World Cups, like Olympic gold medals, are special and every player would love to win one.
Four years is a long time to wait for a chance at World Cup glory and that is why it is such a coveted prize.
Like everything though, the bigger the prize, the bigger the pressure.
With so much time between World Cups, the building expectation and hope promotes a new level of intensity and competition, and the players can feel that.
Adding to the pressure of this year's tournament are the venues in India, Bangladesh and Sri Lanka.
The extra noise, the spinning pitches, the fast outfields, the hot, humid conditions, and the extreme fanaticism of the crowds in the sub-continent will add spice and intrigue to the competition.
Playing in India is never for the faint-hearted and with a World Cup on the line, the next six weeks is going to be a great spectacle.
Before a ball is bowled many questions are being asked.
Can Australia win their fourth consecutive Cup? Can England and South Africa win their first? Can India win on their home turf? Can Sri Lanka become the champions, like they did in 1996? Which team will cause the biggest upset of the tournament?
From Saturday, all these questions will be answered - but the team that ultimately triumphs will be the one whose superstars stand tall in the big games.
History shows that great players become so because they have the ability to excel when pressure is asking her most stringent questions.
Australia have won the last three World Cups on the back of extraordinary and inspirational performances in the big games.
Steve Waugh and Shane Warne in England in 1999 were breathtaking; during the 2003 South African campaign Adam Gilchrist, Ricky Ponting and Andrew Symonds were sublime throughout and in the West Indies last time around Matthew Hayden, Glenn McGrath and Gilly were outstanding .
That is not to say that the closest knit and most talented teams will not be the ones to watch, but when it really comes to the crunch, the eventual winner will the one whose stars shine the brightest.
With the tournament yet to start, it is really hard to pick the winner.
India have a plethora of stars; in particular Sachin Tendulkar, Virender Sehwag, Mahendra Dhoni, Harbhajan Singh and Zaheer Khan.
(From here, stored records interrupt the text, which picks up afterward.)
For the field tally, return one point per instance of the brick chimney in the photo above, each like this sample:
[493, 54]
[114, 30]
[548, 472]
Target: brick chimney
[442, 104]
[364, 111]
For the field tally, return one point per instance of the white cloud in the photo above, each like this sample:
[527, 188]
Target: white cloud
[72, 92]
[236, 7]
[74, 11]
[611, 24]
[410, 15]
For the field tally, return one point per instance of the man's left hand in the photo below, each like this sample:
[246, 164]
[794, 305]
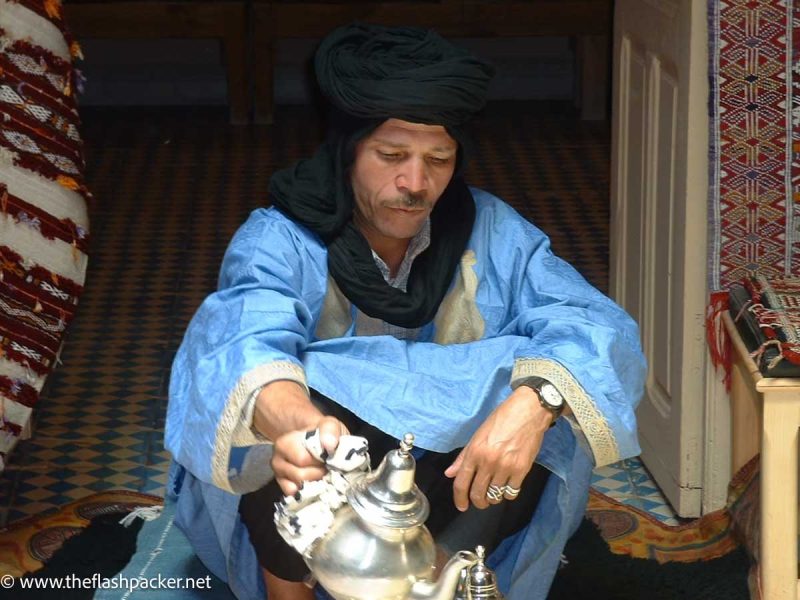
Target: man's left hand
[502, 450]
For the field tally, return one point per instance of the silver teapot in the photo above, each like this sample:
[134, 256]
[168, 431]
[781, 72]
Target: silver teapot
[378, 547]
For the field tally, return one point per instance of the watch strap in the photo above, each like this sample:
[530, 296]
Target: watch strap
[536, 383]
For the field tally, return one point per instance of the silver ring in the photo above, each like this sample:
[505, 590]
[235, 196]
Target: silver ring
[494, 493]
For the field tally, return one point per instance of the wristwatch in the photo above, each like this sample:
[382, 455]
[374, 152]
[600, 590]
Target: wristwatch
[549, 396]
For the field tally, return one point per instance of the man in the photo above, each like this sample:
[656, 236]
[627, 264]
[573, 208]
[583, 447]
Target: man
[381, 295]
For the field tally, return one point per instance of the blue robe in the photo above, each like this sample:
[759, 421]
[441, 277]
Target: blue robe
[514, 309]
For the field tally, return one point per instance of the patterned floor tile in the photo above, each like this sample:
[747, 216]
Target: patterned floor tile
[99, 423]
[629, 482]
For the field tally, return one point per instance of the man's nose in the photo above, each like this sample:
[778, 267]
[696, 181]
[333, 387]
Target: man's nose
[413, 179]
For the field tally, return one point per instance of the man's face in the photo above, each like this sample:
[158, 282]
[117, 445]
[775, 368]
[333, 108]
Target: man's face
[398, 175]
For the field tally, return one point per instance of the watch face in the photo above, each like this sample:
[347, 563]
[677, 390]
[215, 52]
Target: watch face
[551, 395]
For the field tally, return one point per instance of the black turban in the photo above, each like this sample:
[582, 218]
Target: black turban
[371, 74]
[407, 73]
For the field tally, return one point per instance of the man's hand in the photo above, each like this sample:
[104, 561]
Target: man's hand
[502, 450]
[284, 414]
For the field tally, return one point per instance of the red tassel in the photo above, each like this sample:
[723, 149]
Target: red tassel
[719, 343]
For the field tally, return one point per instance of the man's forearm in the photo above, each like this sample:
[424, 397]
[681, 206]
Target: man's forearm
[283, 406]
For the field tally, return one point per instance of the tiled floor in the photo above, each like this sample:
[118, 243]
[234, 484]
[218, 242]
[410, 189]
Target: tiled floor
[171, 187]
[629, 482]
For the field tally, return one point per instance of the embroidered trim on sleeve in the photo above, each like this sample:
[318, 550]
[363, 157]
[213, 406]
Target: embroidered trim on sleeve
[234, 427]
[593, 424]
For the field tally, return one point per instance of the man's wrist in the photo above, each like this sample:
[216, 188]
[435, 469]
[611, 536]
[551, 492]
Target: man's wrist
[283, 406]
[547, 395]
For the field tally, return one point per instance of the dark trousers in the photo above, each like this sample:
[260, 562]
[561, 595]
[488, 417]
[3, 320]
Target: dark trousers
[257, 508]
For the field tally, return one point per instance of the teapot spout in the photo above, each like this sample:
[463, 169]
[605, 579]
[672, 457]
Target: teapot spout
[444, 588]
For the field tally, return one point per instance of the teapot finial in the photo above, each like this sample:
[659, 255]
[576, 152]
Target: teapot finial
[406, 444]
[479, 582]
[388, 496]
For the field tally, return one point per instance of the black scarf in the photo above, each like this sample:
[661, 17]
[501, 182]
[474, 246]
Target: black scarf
[370, 74]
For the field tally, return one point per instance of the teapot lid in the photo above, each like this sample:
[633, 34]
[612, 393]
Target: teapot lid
[481, 580]
[388, 496]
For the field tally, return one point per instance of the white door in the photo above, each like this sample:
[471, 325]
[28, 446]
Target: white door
[658, 226]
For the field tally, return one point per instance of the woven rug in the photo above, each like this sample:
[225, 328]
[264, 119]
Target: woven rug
[43, 214]
[27, 545]
[618, 553]
[752, 214]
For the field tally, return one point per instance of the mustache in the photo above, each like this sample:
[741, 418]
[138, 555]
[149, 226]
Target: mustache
[408, 201]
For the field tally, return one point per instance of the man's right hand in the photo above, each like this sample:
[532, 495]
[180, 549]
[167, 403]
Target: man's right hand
[284, 414]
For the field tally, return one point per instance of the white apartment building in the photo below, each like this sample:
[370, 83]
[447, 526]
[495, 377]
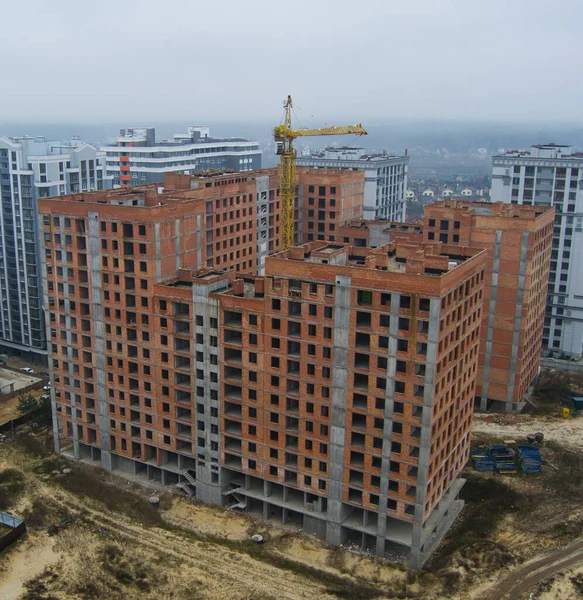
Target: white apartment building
[137, 159]
[385, 178]
[551, 174]
[31, 168]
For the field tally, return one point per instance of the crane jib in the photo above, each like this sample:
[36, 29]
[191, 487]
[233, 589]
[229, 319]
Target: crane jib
[283, 136]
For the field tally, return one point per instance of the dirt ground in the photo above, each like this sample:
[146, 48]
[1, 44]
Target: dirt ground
[9, 407]
[19, 379]
[567, 432]
[93, 535]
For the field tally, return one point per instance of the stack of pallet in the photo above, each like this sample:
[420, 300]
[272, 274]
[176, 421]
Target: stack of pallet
[530, 459]
[482, 460]
[504, 459]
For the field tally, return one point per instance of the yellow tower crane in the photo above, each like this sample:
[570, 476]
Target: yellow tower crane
[284, 136]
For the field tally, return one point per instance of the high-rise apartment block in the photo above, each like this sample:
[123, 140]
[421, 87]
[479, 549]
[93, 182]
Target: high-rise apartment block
[552, 175]
[334, 391]
[32, 168]
[385, 177]
[137, 159]
[518, 242]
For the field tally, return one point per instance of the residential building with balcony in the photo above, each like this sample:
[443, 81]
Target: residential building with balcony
[552, 175]
[138, 159]
[385, 177]
[32, 168]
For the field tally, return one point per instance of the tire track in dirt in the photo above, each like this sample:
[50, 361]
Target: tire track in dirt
[522, 580]
[229, 570]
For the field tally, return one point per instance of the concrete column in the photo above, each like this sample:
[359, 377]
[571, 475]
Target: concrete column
[67, 303]
[262, 221]
[99, 362]
[177, 242]
[158, 251]
[425, 441]
[517, 323]
[388, 422]
[207, 490]
[338, 409]
[491, 321]
[47, 322]
[199, 234]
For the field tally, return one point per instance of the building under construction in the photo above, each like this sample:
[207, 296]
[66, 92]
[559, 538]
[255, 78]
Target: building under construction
[518, 242]
[330, 385]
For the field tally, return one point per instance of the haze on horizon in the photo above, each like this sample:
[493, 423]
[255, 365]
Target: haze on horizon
[143, 61]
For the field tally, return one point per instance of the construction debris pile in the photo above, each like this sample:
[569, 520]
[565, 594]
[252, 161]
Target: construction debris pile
[507, 460]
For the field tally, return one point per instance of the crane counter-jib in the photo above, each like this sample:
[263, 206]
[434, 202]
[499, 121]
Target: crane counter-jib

They know their conditions well and often play them perfectly. Whether they can live up to the incredible pressure of expectation remains to be seen, but on paper they look excellent.
South Africa  too have a well organized and experienced one-day team. Jacques Kallis, Dale Steyn, Graeme Smith and the in-form Hashim Amla are the backbone of a very fit and confident outfit and, as usual, they should be among the top teams here.
Any team which has the talent of Murali, Kumar Sangakkara and Mahela Jayawardene in it, and a home ground advantage as they have, should never be discounted and I believe Sri Lanka will be tough to beat, especially in Colombo.
Meanwhile, England, despite their problems during the seven one-dayers in Australia, showed during the Ashes that they are a tightly-knit, disciplined and talented team.
Their biggest challenge will be to remain clear-minded after such a long time on the road .
Three months in Australia followed by seven weeks in India is sure to be a distraction that Andrew Strauss, Andy Flower and his staff will need to manage.
Pakistan are always capable, and at times brilliant, but you are never quite sure of their consistency, while the West Indies boast some of the biggest names in the shortest version of the game.
Whether they can reproduce their Twenty20 brilliance on the biggest stage remains to be seen.
Disregarding their horrible form of the last 12 months, New Zealand always fight hard and Bangladesh, with their knowledge of the home conditions, could be the dark horse of the tournament.
While I don't think they can win the World Cup, they could easily shock a few of their opponents.
Of course Australia, with the chance to win four in a row, will also be tough.
With four genuinely fast bowlers, they will provide sleepless nights for many batsmen and with their experience and confidence they should be amongst the action come finals time.
Still ranked number one in the world, the way their middle order plays the spinners could determine their destiny here.
Just writing about each of the teams promotes an extra beat of the heart and I am sure this is not the first time over the next six weeks that the nerves will provide a reality check of just how tough this tournament will be.